GSA Annual Meeting in Phoenix, Arizona, USA - 2019

Paper No. 126-2
Presentation Time: 9:00 AM-6:30 PM


HUFFORD, Lonnie Justin1, CHIN, Emily J.1, PERRY, Sarah E.1, MIRANDA, Elena A.2 and HANCHAR, John M.3, (1)Scripps Institution of Oceanography, University of California San Diego, 9500 Gilman Drive, La Jolla, CA 92093, (2)Department of Geological Sciences, California State University Northridge, 18111 Nordhoff St., Northridge, CA 91330, (3)Dept of Earth Sciences, Memorial University of Newfoundland, 9 Arctic Ave., Room 4063, Alexander Murray Building, St John's, NF A1B 3X5, Canada

Lower crustal xenoliths from a Tertiary dike in the Eastern Mojave Desert, California are lithologically heterogeneous.
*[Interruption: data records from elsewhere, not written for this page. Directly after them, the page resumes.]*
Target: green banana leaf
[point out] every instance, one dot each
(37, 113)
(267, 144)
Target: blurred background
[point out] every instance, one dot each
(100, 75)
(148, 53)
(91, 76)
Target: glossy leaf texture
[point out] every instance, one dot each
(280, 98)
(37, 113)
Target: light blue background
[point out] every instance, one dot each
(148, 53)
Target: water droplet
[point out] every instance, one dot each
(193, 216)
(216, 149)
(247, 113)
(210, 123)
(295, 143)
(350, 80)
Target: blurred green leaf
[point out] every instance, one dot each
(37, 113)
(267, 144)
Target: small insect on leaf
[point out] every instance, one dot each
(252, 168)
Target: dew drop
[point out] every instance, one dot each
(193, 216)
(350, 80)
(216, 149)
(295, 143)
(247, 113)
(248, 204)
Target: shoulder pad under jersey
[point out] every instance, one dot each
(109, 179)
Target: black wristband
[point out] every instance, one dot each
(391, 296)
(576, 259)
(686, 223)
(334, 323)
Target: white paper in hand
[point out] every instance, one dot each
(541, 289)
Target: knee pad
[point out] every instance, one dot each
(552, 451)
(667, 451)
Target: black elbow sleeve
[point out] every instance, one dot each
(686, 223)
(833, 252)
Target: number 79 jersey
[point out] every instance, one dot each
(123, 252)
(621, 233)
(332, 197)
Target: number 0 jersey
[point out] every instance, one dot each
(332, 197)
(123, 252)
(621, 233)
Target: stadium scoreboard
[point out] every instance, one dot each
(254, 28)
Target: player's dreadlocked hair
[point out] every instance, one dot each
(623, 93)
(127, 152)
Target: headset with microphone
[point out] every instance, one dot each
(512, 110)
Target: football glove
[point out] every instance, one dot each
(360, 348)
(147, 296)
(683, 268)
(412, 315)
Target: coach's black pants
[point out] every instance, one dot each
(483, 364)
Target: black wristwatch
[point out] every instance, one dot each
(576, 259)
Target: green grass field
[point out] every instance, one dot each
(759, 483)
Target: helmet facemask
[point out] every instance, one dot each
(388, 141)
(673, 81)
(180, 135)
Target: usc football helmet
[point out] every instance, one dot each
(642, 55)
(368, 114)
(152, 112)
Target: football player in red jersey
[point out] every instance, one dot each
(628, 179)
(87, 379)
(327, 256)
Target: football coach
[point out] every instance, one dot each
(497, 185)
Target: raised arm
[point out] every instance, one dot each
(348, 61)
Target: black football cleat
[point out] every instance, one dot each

They broadly reflect igneous and sedimentary protoliths, but two features stand out: 1) high proportion of metapelites compared to typical lower crustal xenolith suites; 2) abundant modal garnet. Previous work by Hanchar et al. (1994) interpreted garnet-rich metasedimentary xenoliths as residues of deep crustal melting. Here, we use electron backscatter diffraction (EBSD) large area mapping to investigate rheology of three major compositional categories represented in the metasedimentary suite: quartzose, quartzofeldspathic, and aluminous. We focus on modally abundant rheology-controlling minerals quartz and plagioclase. Quartz microstructures in quartzose xenoliths are consistent with dynamic recrystallization (DRX) via grain boundary migration and subgrain rotation (SGR). In quartzofeldspathic and aluminous compositions, quartz grains display sparse interconnected bands, but isolated grains are common. Using quartz pole figure data, we find crystallographic preferred orientations (CPOs) consistent with operation of {m} <c> and {m} <a> slip systems and less commonly, (c) <a> and {r} <a> slip systems. Plagioclase microstructures are characterized by grains with deformation twinning, as well as by dynamic recrystallization via SGR. Plagioclase pole figures exhibit CPO consistent with [001](010), ½[112](11-1), and [010](100) slip systems. Our data lead to several findings with respect to strain accommodation between rock compositions, and thus have implications for bulk rheology of heterogeneous crust. First, quartz in quartzose xenoliths accommodates more deformation than quartz in other xenolith types, suggesting phase topology as a first-order control on deformation amongst diverse lower crustal compositions. Second, some samples have quartz and plagioclase CPOs consistent with dislocation creep; however limited interconnectedness and interstitial nature of the phases appear incompatible with crystal-plastic deformation. Instead, we propose CPO could develop from shape-preferred orientation induced through partial melting. Our results provide insight into contributions of various rock compositions in lower crustal strain localization and melt.